There were no implications for supply or demand during this time, but a decrease in donations was seen as a very feasible option, since donors do not want to go out again. And even if they do, many banks are located in hospitals, where visitors are simply not allowed. Some banks used dairy warehouses for this case, where donor mothers could bring their milk by choosing the warehouse closest to home (Kathleen A. Marinelli, 2020, Bryant Furlow, 2020).


In April 2018, an individual nutrition unit was created in the neonatology department of a hospital in Madrid (Spain). The purpose of this unit was to collect, store and distribute surplus breast milk from mothers whose newborns were admitted to the intensive care unit. Further, such milk was pasteurized and distributed among needy babies born prematurely, taking into account the most suitable gestation and lactation period, without mixing milk from different donors. This practice has led to many positive health consequences for babies.

Interestingly, during the COVID-19 pandemic and general isolation, the amount of donated milk flowing to this department increased rather than decreased. Thus, before the pandemic, an average of 63.5 L / month was received, and during isolation in March – 111.92 L, in April – 106.88 L and in May – 91.2 L (Manuel Sánchez Luna et al. ., 2020).

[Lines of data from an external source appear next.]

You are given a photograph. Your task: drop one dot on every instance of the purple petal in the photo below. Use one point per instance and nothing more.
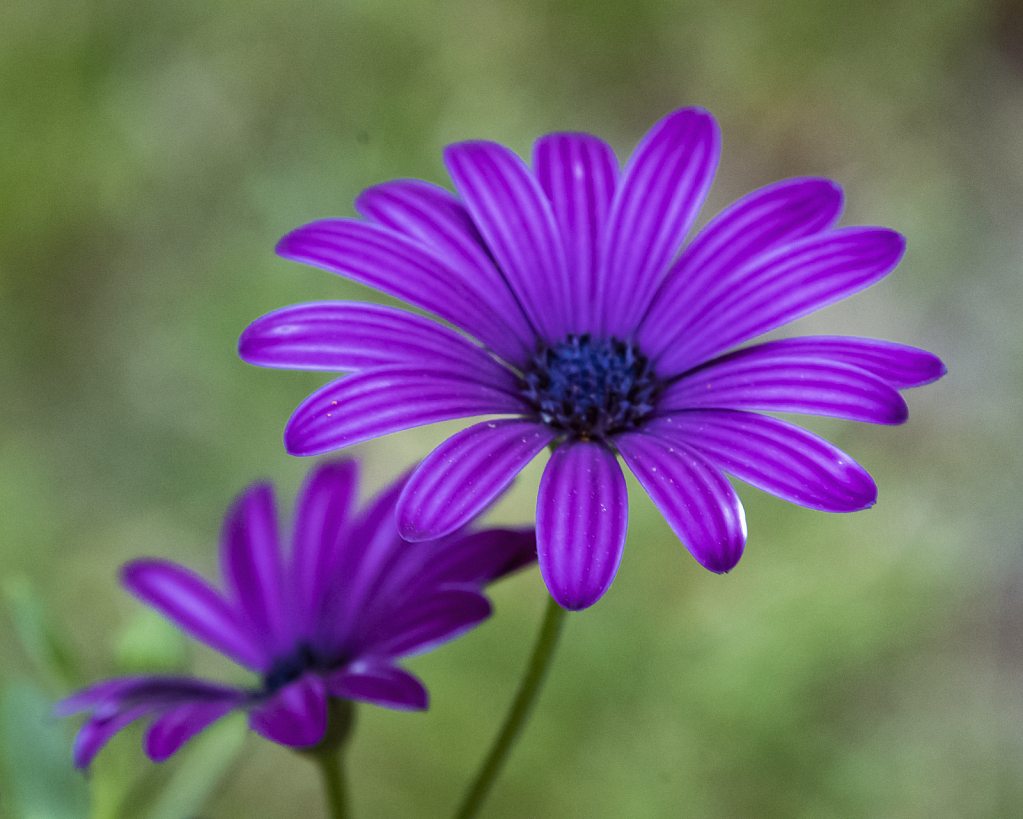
(420, 625)
(185, 598)
(899, 365)
(433, 216)
(781, 380)
(578, 173)
(379, 684)
(343, 336)
(375, 403)
(296, 716)
(176, 727)
(322, 517)
(464, 473)
(515, 218)
(253, 570)
(365, 558)
(403, 268)
(116, 703)
(779, 287)
(759, 222)
(581, 518)
(480, 557)
(696, 499)
(156, 693)
(661, 190)
(772, 455)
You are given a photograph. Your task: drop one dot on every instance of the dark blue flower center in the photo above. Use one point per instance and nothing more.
(288, 668)
(590, 388)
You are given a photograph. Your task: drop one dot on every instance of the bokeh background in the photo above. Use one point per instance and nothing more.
(152, 152)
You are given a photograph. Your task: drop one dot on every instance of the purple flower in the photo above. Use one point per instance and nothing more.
(602, 333)
(329, 622)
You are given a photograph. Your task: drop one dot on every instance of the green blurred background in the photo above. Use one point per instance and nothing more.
(150, 155)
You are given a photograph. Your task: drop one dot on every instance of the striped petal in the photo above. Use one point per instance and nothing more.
(253, 569)
(578, 173)
(772, 455)
(187, 600)
(296, 716)
(435, 217)
(344, 336)
(899, 365)
(322, 516)
(375, 403)
(423, 624)
(662, 187)
(696, 499)
(757, 223)
(516, 220)
(777, 380)
(401, 267)
(380, 684)
(581, 519)
(779, 287)
(465, 473)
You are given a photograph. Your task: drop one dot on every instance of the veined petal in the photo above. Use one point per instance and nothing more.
(662, 187)
(772, 455)
(388, 261)
(116, 703)
(780, 286)
(780, 380)
(899, 365)
(379, 684)
(186, 599)
(480, 557)
(696, 499)
(345, 336)
(581, 519)
(425, 623)
(322, 517)
(368, 558)
(375, 403)
(296, 716)
(156, 692)
(515, 218)
(433, 216)
(578, 173)
(464, 473)
(765, 219)
(253, 570)
(176, 727)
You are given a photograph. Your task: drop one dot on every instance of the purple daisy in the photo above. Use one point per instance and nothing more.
(329, 622)
(597, 331)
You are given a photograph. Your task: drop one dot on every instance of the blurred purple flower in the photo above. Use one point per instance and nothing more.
(329, 622)
(599, 333)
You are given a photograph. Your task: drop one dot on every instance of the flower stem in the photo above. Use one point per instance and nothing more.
(546, 640)
(328, 753)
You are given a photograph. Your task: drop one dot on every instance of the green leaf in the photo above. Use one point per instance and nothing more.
(42, 643)
(36, 751)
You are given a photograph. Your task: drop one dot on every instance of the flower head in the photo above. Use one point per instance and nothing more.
(328, 621)
(599, 331)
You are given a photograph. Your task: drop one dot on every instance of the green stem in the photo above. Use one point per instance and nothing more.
(528, 690)
(328, 753)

There are currently about 80 donor milk banks operating in India. Among them there are those that accept milk brought from home, but most of the supply is formed from mother’s milk, which exceeds the needs of their own babies in the intensive care unit.

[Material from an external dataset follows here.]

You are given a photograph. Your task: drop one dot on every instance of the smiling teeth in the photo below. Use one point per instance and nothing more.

The peculiarity of collecting such milk is that the mother mostly pumps by hand under the supervision of a breastfeeding consultant, who, among other things, checks compliance with hygiene rules before expressing and during the process. There are breast pumps, but they are not very common due to low financial possibilities.

During the PMD pandemic, India also added questions about the history of travel or living in a high-risk area, information about contact with a person infected with COVID-19, as well as the presence of flu-like symptoms.

A news article published by the Regional Center in Jaipur, India, between March 23 and June 8, 2020, reported a 75% decrease in donated milk donations. Informal conversations between employees of different centers throughout the country indicate approximately the same numbers. It is not yet clear what is causing this significant decline: nationwide isolation measures, stigma and uncertainty associated with COVID-19, or a decrease in the number of patients and their length of stay in hospital (Maheshwar Bhasin et al., 2020).

Thus, the COVID-19 pandemic has had a significant impact on the operation of PM in various countries such as China, Italy, India. This influence was mainly expressed in a decrease in the amount of donated milk, and in some countries also in demand. It is understood that such an impact on donor breast milk transactions could limit the ability of these milk banks to provide enough pasteurized donor milk for newborns who need it. For this reason, BMD actively encourages potential donors to donate milk, which is valuable now, and also tries to collect excess milk expressed by mothers whose babies are in the intensive care unit.